Very, very, very obvious SQL code.

onion2k

$dbfield['first_name'] = "'".addslashes($_POST['firstname'])."'";
$dbfield['last_name'] = "'".addslashes($_POST['lastname'])."'";
$dbfield['email_address'] = "'".addslashes($_POST['email'])."'";

if ($_POST['id'] == 0) {

$sql  = "insert into table (";
$sql .= implode(",",array_keys($dbfield));
$sql .= ") values (";
$sql .= implode(",",array_values($dbfield));
$sql .= ")";

} else {

foreach ($dbfield as $field => $value) {
	$sqlarray[] = $field." = ".$value;
}

$sql  = "update table set ";
$sql .= implode(", ",$sqlarray);
$sql .= " where id = '".$_POST['id']."'";

}

echo $sql;

Instead of building huge long strings of SQL just put everything into an associative array with the keys as the database column names, and the values as the form data.. and a little code at the end generates your SQL string. Magic.

I've been doing this sort of thing for agggggges, but the number of posts in other folders with great long SQL variables leads me to believe others might not have figured out the lazy way.. So I'm letting the cat out of the proverbial bag.

Aren't I nice?

EDIT: I know the code is a bit longer for 3 form fields than building a string.. just imagine you have 100 fields though..

Shrike

/*
	$table descriptions is the result of a describe query for each table you need to update
	e.g. tablename = array (column1, column2), tablename2 = array(...) etc
	$table_ids is a list of the primary key values for the above tables
	Code assumes the primary key is first in each table description
	It could probably use a filter to prevent certain columns being updated : )
*/
foreach($table_descriptions as $tablename => $table){
  foreach($table as $column){
    if(array_key_exists($column, $_POST)){
      $sqllist[] = "$column = '".$_POST[$column]"'";
    }
  }
  $sqls[$tablename] = $$tablename = "
    UPDATE $tablename
    SET ".implode(",\n", $sqllist)."
    WHERE ".$table[0]." = ".$table_ids[$table[0]];
  $sqllist = array();
}
foreach($sqls as $sql){
  $result = $mysql_query($sql);
}

I wanted to write a class which could generate selects, inserts and updates across multiple tables, but it proved quite difficult so I never bothered 🙂

onion2k

Thats nice, but you end up using database column names as form names, which, in my opinion, is a security risk. Its a big clue for SQL injection attacks.

I can't believe how many commas there are in that first sentence.

Shrike

True, to an extent. Although SQL injections are possible regardless, if you assume that an HTML form field does in fact relate directly to a database column, even if they are named differently.

To be absolutely sure you could just do what you have done, but perhaps in a more generic way, e.g.

$inputoutput = array(
  "htmlfield" => "databasecolumn",
  "htmlfield2" => "databasecolumn2"
);
foreach($_POST as $key => $value)
{
  $input[$key] = $inputoutput[$key];
}

In any case, as long as you validate thoroughly, SQL injections should never be an issue 🙂

PHPMagician

<?php
function generate_sql_query($query,$names,$values)
{
    foreach ($names as $key => $value) {
        // If the value exists within values.
        if (isset($values[$value])) {
            $dbvalues[]=(get_magic_quotes_gpc())?'\''. $values[$value] .'\'':'\''. addslashes($values[$value]) .'\'';
        }
        else {
            return false;
        }
        $dbfields[] = (is_numeric($key))?$value:$key;
    }

$dbfields = implode(',', $dbfields);
$dbvalues = implode(',', $dbvalues);

$sql = sprintf($query,$dbfields,$dbvalues);
return $sql;
}

$names = array('username','ccnumber_field' => 'ccnumber');
echo generate_sql_query('INSERT INTO tablename (%s) VALUES (%s)',$names,$_POST);
?>

Kindof a bit of both.

If the form name and the field name are the same, just use an integer key (in other words, don't make it associative).
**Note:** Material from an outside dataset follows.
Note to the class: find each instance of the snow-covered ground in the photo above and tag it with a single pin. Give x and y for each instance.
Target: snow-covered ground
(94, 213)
If they share different names, the key should be the databases field name and the value should be the forms name.

In my example, username is both the inputs name and fieldname, while ccnumber_field is the fieldname and ccnumber is the inputs name.

This, to me, seems more automatic and less lines of code to write (instead of writing addslashes manually for everyone and allows you to have field names and input names different.